Amerikan kanunları gizli belgelerin sızdırılması, muhafazası ve kullanılması konusunda oldukça hassas ve bu süreçlerde usulsüzlüklerin cezası yüksek. Özellikle 11 Eylül terör saldırıları sonrasında ulusal güvenlik kaygılarının son derece artması Amerikan devletinin birçok dokümanı agresif biçimde gizli olarak sınıflandırmasına yol açtı. Bu sınıflandırmaların fazlaca karmaşık bir sürece tabi olması ve şeffaflık ilkesinin gözetilmemesi eleştirilen konulardan biri oldu. Örneğin 11 Eylül Komisyonu’nun eski Başkan Bush ve Başkan Yardımcısı Cheney’yle yaptığı mülakat ancak 18 yıl sonra gizli statüsünden çıkarılarak kamuya açılmıştı. Belge sınıflandırma sürecinin aslında ne kadar hantal ve gereksiz biçimde karmaşık hale geldiği önemli tartışmalardan biri olarak gündemi meşgul ediyor.

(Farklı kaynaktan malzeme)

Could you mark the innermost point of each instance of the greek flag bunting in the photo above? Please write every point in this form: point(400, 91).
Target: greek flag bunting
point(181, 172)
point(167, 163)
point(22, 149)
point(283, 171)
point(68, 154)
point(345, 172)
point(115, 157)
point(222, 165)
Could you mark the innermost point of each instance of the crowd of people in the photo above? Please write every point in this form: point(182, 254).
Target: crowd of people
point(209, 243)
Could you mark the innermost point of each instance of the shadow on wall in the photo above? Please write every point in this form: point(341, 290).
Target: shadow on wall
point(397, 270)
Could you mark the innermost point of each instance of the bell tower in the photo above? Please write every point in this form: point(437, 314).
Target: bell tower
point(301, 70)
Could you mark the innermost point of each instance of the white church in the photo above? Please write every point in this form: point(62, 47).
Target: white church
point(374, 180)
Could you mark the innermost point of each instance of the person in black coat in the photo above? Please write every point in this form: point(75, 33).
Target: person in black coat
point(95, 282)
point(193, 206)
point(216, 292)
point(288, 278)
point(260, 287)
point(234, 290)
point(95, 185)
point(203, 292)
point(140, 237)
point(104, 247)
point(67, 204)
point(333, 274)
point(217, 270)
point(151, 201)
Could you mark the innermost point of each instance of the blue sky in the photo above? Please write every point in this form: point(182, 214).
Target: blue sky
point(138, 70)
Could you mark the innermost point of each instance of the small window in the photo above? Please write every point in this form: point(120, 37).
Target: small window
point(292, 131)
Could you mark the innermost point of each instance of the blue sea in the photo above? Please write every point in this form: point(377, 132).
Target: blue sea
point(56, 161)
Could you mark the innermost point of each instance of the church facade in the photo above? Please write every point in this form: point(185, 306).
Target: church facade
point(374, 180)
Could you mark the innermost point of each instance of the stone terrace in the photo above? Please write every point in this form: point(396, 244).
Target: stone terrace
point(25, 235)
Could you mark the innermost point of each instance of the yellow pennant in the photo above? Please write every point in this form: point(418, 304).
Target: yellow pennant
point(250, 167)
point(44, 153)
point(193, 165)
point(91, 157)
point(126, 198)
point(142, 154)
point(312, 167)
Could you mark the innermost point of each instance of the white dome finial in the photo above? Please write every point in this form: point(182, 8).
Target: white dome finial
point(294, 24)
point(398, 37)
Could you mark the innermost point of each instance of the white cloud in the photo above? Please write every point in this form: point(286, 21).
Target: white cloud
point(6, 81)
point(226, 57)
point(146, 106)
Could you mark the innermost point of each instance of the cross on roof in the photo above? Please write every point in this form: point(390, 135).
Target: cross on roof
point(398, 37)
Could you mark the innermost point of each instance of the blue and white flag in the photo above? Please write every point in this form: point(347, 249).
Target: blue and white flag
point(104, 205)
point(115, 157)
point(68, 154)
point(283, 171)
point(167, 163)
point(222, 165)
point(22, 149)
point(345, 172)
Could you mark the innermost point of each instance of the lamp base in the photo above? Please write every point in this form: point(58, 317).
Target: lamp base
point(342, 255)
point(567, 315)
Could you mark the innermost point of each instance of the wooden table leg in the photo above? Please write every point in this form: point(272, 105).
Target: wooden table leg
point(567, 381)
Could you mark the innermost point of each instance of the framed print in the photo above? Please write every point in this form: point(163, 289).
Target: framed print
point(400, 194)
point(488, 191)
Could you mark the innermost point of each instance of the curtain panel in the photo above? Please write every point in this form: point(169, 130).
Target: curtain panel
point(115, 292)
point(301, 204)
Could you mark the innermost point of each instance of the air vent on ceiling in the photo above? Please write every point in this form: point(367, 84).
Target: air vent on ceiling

Geçmişte Wikileaks ve Snowden gibi ciddi krizleri yaşamış olan Amerikan kamuoyu şimdilerde Trump ve Biden’ın gizli belge krizlerini tartışıyor. Aslında Trump’ı iktidara taşıyan en kritik dönüm noktası da Hillary Clinton’ın e-mailleri skandalı olmuştu. Clinton’ın Dışişleri Bakanı’yken bakanlığın mail sunucuları yerine özel bir mail sunucuyu kullandığı ve gizli bilgilerin yer aldığı e-postaların gönderildiği ortaya çıkmıştı. Önce bakanlık müfettişleri usulsüzlük olmadığına hükmetmiş ve FBI da Clinton’ın son derece özensiz davrandığını ama kriminal bir durum olmadığını söyleyerek dosyayı kapattığını açıklamıştı. Ancak 2016 başkanlık seçimlerine 11 gün kala FBI Direktörü Comey, Kongre’ye yeni e-mailler bulunduğunu, soruşturmanın devam ettiğini bildirince o aşamada yenilmesine kesin gözüyle bakılan Trump’ın eline siyasi olarak çok iyi değerlendireceği bir koz geçmişti.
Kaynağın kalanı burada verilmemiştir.